Times digital editor Alan Hunter says that “keeping subscribers happy” is the “core of what we do”.
He spoke to Press Gazette as The Times tinkered with its paywall by offering a small amount of content free to registered readers.
He told Press Gazette the decision to create three daily editions for Times subscribers – ushered in with an app relaunch at the end of March – is what has helped draw readers back to its content.
The change to edition-based digital publishing came, he said, after readers complained of being overwhelmed by the amount of rolling news and of wanting more context as to which stories were important.
The deadlines of 9am, midday and 5pm were established around natural peaks in online activity.
Said Hunter: “The essence of building successful digital products is in habit, so you have to have a habit to get people coming back.
“We think that having these fixed times is when people will know they want to come back because they accord with times that are important to people in their day anyway.”
The Times titles posted a combined pre-tax profit of almost £11m for the 12 months to the end of June last year.
In 2014 Times Newspapers reported its first operating profit for 13 years despite having been widely panned, in particular by former Guardian editor Alan Rusbridger, when it first put up its paywall in 2010.
The Guardian, which operates a free model with optional membership, recorded operating losses of £69m for the year to the end of March. In May it had more than 9m average daily website visitors.
Lessons learned over the six years of operating a subscription-based online model at The Times and Sunday Times include not undercutting print with low-cost digital access, according to Hunter.
“Broadly speaking one of the lessons is make sure you don’t cannibalise your print sales by making your digital offering too cheap.

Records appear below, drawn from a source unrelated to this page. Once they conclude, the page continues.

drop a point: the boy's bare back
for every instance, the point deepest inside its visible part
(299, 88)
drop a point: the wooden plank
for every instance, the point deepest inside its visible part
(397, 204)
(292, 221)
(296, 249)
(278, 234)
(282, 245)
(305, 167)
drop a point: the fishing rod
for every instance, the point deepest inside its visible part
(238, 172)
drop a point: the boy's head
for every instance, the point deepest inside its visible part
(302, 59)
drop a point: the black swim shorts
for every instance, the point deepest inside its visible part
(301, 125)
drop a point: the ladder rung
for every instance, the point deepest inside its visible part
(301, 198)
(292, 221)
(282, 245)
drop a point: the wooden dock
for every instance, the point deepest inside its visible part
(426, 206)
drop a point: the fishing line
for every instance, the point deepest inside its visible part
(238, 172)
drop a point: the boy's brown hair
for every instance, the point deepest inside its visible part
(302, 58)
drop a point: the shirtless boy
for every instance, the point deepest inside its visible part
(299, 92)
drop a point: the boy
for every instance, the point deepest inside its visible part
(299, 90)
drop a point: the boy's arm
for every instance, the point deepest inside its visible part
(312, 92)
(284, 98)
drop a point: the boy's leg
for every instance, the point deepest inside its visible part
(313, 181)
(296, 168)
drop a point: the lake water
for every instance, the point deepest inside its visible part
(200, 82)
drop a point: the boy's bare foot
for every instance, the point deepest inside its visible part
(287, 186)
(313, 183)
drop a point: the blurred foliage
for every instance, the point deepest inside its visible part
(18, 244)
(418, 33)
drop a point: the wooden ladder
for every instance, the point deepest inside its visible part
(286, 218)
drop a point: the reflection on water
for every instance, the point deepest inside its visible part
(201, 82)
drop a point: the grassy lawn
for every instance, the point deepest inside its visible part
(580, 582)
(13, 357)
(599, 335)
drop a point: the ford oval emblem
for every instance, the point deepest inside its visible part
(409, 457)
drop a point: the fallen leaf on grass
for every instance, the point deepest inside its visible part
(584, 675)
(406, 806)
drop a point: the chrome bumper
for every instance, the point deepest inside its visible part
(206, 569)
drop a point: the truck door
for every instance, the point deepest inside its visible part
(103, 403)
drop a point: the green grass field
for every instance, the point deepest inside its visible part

Billing is also a very difficult thing to get right,” he said.
One of the biggest changes from a free to subscription-based model was a “change of ethos”, added Hunter.
“You need to really serve your customers digitally – they’re not just casual buyers, they are subscribers.
“That is a big responsibility for us as the Times and the Sunday Times, to make sure our relationship with them at every point in their time with us is befitting of the standard we set in our journalism.”
He said The Times and Sunday Times has 413,000 subscribers across print and digital, of which 182,000 are digital-only subscribers.
Daily web traffic is less of an immediate concern for Hunter than his counterpart at The Sun, which finally scrapped its paywall in favour of a free model in October.
He said: “Our real focus is in pleasing our subscribers. That’s all we want to do.
“We also want to please advertisers but if we keep our subscribers happy then that’s the core of what we do.
“So we’re looking at how often people return to the website and the smartphone app and how much they’re reading when they get here.”
Since launching the new app, weekday visits have gone up by 20 per cent, he said, while page views on the smartphone app have gone up by a quarter compared with the old app.
“What we’re saying is if you focus really hard on the quality of your journalism, people are prepared to pay for it – and not just in specialist areas, such as that in which the Financial Times operates,” said Hunter.
“People say that behind a paywall you’re hidden away but the Sunday Times investigation’s into blood doping in the past year has clearly set the agenda for Russia having some of their athletes excluded from the Olympic Games.
“These are stories that echo around the world and that is what the Times and Sunday Times do very well and people are clearly prepared to pay for that.”
Asked if the team had “cracked it” with the subscription model he said: “We would never say we’ve cracked it because this is a very fast moving environment where things change very quickly.
“The past year has seen Facebook rise very high in people’s minds and we’ve had Apple coming into the game and Google producing AMP (Accelerated Mobile Pages), so there’s lots of different things happening that continue to have an impact on our business and our business model.
“We are very pleased with the way things are going at the moment, but we are not complacent.”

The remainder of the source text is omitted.